Washington Post: Television pictures may appear to tell a different story, but right now, the world's most vicious conflict is not the one going on in Iraq. In fact, if the death tolls from the current Iraq war, the 1991 Gulf War, the war in Afghanistan and all of the Balkan wars of the past decade are combined, they would still not exceed the number of deaths caused by the much more obscure war in Congo.
Toll in the millions
The International Rescue Committee, which works with refugees in the region, said in a report published this week 3.3 million people have died prematurely in that country since war broke out in 1998. The committee also believes that one in every eight homes has suffered a violent death; that in some regions, 75 percent of children born during the war have died or will die before their second birthday; and that the region is plagued by malnutrition and infectious diseases that in other circumstances would be curable.

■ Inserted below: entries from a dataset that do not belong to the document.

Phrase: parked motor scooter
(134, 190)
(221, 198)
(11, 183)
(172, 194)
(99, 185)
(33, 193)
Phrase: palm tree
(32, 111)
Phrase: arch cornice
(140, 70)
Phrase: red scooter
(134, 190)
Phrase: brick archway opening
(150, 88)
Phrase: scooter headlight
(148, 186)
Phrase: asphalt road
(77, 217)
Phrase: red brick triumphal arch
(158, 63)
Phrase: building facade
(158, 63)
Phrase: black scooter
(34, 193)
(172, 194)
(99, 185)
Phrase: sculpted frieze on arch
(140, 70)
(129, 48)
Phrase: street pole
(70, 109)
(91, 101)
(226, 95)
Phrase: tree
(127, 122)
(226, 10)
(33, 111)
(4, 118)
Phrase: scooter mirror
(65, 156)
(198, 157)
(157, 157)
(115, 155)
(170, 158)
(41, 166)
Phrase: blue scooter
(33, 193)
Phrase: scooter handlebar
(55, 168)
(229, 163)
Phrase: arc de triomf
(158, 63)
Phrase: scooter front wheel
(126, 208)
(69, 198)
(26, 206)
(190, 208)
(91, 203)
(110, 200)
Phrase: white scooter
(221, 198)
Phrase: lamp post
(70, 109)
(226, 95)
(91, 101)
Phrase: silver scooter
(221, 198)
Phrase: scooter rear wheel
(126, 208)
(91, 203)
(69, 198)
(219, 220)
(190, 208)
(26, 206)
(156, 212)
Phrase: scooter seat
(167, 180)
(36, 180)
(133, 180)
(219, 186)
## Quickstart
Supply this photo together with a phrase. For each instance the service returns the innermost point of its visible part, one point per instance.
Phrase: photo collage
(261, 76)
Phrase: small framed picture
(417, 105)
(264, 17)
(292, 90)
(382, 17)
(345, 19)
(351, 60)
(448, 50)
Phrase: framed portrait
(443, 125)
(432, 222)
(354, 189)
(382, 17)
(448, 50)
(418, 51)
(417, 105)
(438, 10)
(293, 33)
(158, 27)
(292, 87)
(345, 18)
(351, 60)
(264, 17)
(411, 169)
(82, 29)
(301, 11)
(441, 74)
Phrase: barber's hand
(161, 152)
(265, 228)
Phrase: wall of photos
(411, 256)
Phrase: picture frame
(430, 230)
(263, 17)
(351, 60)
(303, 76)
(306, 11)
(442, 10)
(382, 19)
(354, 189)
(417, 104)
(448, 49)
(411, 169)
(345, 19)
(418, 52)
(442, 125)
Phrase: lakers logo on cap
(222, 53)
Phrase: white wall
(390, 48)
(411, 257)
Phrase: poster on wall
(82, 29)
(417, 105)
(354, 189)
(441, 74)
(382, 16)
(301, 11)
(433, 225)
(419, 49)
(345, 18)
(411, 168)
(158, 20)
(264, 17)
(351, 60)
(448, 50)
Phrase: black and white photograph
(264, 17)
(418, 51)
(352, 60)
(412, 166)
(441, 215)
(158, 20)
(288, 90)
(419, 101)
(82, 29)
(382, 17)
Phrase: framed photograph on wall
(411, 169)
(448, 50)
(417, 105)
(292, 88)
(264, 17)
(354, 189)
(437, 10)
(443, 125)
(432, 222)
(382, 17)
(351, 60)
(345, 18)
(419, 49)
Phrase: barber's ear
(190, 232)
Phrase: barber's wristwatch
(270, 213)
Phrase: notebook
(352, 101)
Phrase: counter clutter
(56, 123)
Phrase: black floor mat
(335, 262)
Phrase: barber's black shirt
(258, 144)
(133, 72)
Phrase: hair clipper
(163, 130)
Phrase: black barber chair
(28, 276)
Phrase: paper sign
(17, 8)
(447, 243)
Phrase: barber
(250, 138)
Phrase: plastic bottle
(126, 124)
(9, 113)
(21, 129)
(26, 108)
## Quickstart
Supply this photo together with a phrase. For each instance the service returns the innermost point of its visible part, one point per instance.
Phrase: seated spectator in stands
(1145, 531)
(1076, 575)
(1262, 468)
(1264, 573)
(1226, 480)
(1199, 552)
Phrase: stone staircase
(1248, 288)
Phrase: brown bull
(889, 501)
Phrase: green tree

Although the region is one of the poorest in the world, the source of the crisis is not the lack of humanitarian aid. The ultimate cause of the desperate poverty and high mortality is the war, between and among tribes and militia units in Congo, Rwanda, Burundi and Uganda. The war has ethnic origins.
Yet the war keeps going not for ethnic reasons but because so many covet the region's gold, diamonds and coltan, an obscure but critical mineral used in almost all cell phones, laptops and pagers. Both Rwanda and Uganda are fueling the conflict and using the consequent chaos to exploit the region's minerals.